Pamela began volunteering with Parkinson Society Southwestern Ontario (PSSO) almost five years ago after retiring from a career that kept her travelling and often away from home. Pamela didn’t have a defined role when starting her volunteer duties. She has helped out with various events like A Hair Affair for Parkinson’s and golf tournaments. Within a few months, she accepted the role of co-facilitator for the Evening Kitchener Parkinson Connection Support Group. A few months later the role of facilitator opened up and Pamela was pleased to continue to support the group with whom she had close relationships.

According to Pamela, “Being the facilitator of this support group is a truly special and rewarding opportunity. Here, people share personal stories while strong friendships are built as people connect, learn together and support each other.”

Becoming involved with PSSO opened up a whole world of volunteer opportunities for Pamela, along with showing her a new way of life and a love of giving back to her community.
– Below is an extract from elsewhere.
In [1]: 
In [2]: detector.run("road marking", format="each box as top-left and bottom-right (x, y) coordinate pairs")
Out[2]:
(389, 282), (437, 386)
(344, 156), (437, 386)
She also supports the Rock Steady Boxing classes at her local YMCA, a program that promotes fitness, flexibility and strength for people with Parkinson’s. Once a week, she makes lunch at a homeless shelter for youth in need and she also teaches fitness classes at a local retirement home. Pamela continues to volunteer regularly because, as she says, “It’s important and worthwhile. It makes a difference in people’s lives. Volunteering improves lives.”

When she’s not taking care of everyone else, this marathon runner continues to remain active – running, cycling and weightlifting. And during her down time, Pamela is an avid reader of Canadian literature where she enjoys learning about people, life and relationships.

A career that began in Toronto and moved to Newfoundland, then to Waterloo and finally landing at the governor general’s office in Ottawa, allowed her to travel the globe. Her eyes were opened to the widely varying needs in communities worldwide. Seeing that need is what sparked her desire to volunteer and to make a difference in the world.

Even her sister is involved in supporting Parkinson’s. She is working with a group that is creating a choir for people with Parkinson’s. It is well-known that in many situations singing is easier than talking. The shared chorale voice helps to strengthen speech muscles and improve overall communication.

Pamela vows to continue with the support group. She says, “I’ve made connections that I have no intention of leaving. This is important and rewarding work.”

Her advice to anyone considering volunteering? “Go with what Nike says, Just Do It!”